My ongoing research with various collaborators includes work on the following topics:
doubting and corroborating our memories
What happens when people discover evidence of experiences that they do not remember? What happens when they are led to doubt whether the events they remember really happened? How do people resolve that doubt, and how does this process affect their memories?
My research explores how people respond to suggestion, the strategies people use for verifying memories, and the motivations that determine which strategies they use. I also study the circumstances in which people cease believing that a memory is accurate.

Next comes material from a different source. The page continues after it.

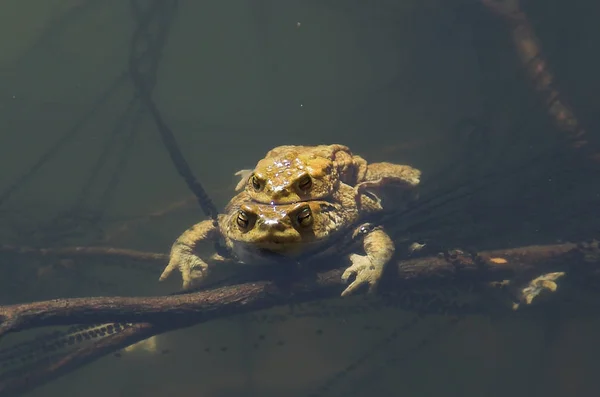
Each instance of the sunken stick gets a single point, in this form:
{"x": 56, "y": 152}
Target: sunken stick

ENHANCING MEMORY RETRIEVAL IN APPLIED CONTEXTS
In numerous real-world contexts, it is important for people to be able to recall information as fully and accurately as possible. In legal contexts, for example, recent years have seen greater understanding of how to improve the quality and quantity of information gathered from eyewitnesses.
My research explores psychological techniques that help people to remember and report more information, such as rapport-building, remote interviewing, and witness eyeclosure.
Receiving and remembering feedback
In many contexts in everyday life - from education, to business, to sport - people receive descriptive feedback from others. For this feedback to be at all useful, people must attend to it and be able to remember it at a later time.
My research explores the cognitive and social processes that determine whether or not learners engage with feedback. I attempt to identify and understand the systematic biases that make certain kinds of feedback 'stick' in memory more readily and accurately than other kinds.